The Knowledge Problem
There’s a fundamental element of AI that is critical to understand. AI can replicate some of the elements of human intelligence but, as with humans, needs relevant external information to form a point-of-view. In this sense, all AI is knowledge-dependent, and the way in which it handles this dependency is important. For example, ML is “trained” on representative data, building and refining solutions over time with more data. That makes solutions sensitive to the type, availability and quality of the data and to any changes that occur in the real world.
Shock events like Covid-19 are particularly challenging. Existing machine learning models trained on data from a pandemic-free world struggled to adapt. And attempts to use ML to assist in Covid-19 diagnoses and treatment failed because of the poor quality of the data used.
As noted earlier, there are other approaches (generally called symbolic or knowledge-based AI) that address this problem explicitly by embedding knowledge within the system. Dominant in the early days of AI, symbolic and knowledge-based approaches are the focus of renewed interest. Many leading researchers in AI see them as a critical component of the AI toolkit, particularly for use cases like language understanding.
Natural Intelligence And The Path Forward
AI is a broad category, encompassing different techniques, each with their own strengths and weaknesses. Fortunately, there’s a growing and healthy realism about the limitations of some of AI’s dominant trends across elements of performance, cost, transparency and complexity.
Many have realized the importance of addressing the knowledge dependency inherent in delivering practical and scalable AI solutions. A recent Google AI research paper, “Everyone wants to do the model work, not the data work,” highlighted the need for this balance. It points to the critical requirement of matching the problem at hand with the most appropriate AI approach — or combination of approaches.
At the most fundamental level, this is where our intelligence drives the real-world likelihood of AI making a difference. We are the ones defining the problems to solve, the data to use and the approach to take. In some cases, that means knowing when a simpler and often cheaper approach might work better — even if it’s not AI. In others, it’s knowing how to ensure an AI solution complements our capability — encompassing strengths (the things we know and are good at) and compensating for weaknesses (the insights we’re missing and the mistakes we make).

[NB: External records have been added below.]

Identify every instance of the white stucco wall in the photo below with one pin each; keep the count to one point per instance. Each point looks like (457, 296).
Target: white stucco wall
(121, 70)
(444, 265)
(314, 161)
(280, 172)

We’re the ones who live with the consequences of how we deploy AI, from basic requirements of fairness and transparency to more profound ones about whether we should even be using AI. We’re accountable for any technology deployed, particularly one that is both as complex and ambitious in its reach as AI. The human is, at least for the foreseeable future, the key to successfully applying AI. As The Economist noted in its recent summary about AI trends: “AI can do a lot. But it works best when humans are there to hold its hand.”